[mykey1961]

[ QUOTE ]
I don't think I can explain this any clearer .

The probability 1 or 2 gets selected on the first draw is 2/10 , agree ?

Given that 1 or 2 has been selected , the other number gets removed from the vault so that there are 8 numbers left . The probability it's B should be 2/8 since he has two good choices out of 8 . Agree ?

However , B may hit 3 or 4 on the first draw rather than the second with probability 2/10 . Agree ?

Given that B hits a 3 or a 4 , we would remove the other number so that there are 8 numbers left . The probability A hits a 1 or a 2 from 8 possible choices is 2/8 . Agree ?
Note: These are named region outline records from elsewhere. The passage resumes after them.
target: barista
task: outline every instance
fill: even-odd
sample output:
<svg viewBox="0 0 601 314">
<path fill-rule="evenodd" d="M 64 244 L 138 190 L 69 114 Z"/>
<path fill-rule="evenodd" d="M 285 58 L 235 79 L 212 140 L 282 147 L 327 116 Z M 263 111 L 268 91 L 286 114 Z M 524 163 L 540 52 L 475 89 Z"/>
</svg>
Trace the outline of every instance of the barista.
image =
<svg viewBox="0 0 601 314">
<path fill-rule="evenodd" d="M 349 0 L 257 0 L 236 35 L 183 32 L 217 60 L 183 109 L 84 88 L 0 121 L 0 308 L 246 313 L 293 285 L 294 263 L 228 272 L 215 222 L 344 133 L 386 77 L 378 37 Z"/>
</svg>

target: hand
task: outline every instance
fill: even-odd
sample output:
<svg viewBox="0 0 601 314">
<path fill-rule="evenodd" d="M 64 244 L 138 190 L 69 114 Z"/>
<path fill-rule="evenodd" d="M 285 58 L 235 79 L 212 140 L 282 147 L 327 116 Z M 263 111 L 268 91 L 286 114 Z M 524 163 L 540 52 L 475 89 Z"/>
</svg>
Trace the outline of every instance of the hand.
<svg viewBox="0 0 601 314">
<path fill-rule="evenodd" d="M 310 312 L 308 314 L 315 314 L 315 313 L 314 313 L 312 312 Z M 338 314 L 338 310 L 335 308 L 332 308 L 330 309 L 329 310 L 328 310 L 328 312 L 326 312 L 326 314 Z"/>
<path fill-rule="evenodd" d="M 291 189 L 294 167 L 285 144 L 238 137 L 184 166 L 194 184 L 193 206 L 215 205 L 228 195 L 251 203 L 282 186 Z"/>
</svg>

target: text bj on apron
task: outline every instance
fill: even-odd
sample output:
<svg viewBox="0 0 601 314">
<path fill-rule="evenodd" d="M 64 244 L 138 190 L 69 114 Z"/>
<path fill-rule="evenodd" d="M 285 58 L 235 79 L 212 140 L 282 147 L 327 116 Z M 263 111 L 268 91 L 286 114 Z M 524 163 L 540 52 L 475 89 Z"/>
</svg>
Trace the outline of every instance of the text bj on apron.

Now we add 2/10*2/8 + 2/10*2/8 = 0.1

Do the other examples the same way .

[/ QUOTE ]

I completely agree with your math there.

That's the exact same results I posted earlier:
Given that

Albert has 2 tickets therefore P(A|) = 2/10
Bill has 2 tickets therefore P(B|) = 2/10
Charley has 3 tickets therefore P(C|) = 3/10
Dennis has 3 tickets therefore P(D|) = 3/10

P(B|A) = 2/8
P(C|A) = 3/8
P(D|A) = 3/8
P(A|B) = 2/8
P(C|B) = 3/8
P(D|B) = 3/8
P(A|C) = 2/7
P(B|C) = 2/7
P(D|C) = 3/7
P(A|D) = 2/7
P(B|D) = 2/7
P(C|D) = 3/7

P(AB) = P(A|)*P(B|A) + P(B|)*P(A|B) = 2/10*2/8 + 2/10*2/8 = 1/10
P(AC) = P(A|)*P(C|A) + P(C|)*P(A|C) = 2/10*3/8 + 3/10*2/7 = 9/56
P(AD) = P(A|)*P(D|A) + P(D|)*P(A|D) = 2/10*3/8 + 3/10*2/7 = 9/56
P(BC) = P(B|)*P(C|B) + P(C|)*P(B|C) = 2/10*3/8 + 3/10*2/7 = 9/56
P(BD) = P(B|)*P(D|B) + P(D|)*P(B|D) = 2/10*3/8 + 3/10*2/7 = 9/56
P(CD) = P(C|)*P(D|C) + P(D|)*P(C|D) = 3/10*3/7 + 3/10*3/7 = 9/35

But what I'm having trouble with is why my alternate method of counting rather than calculating is giving different results.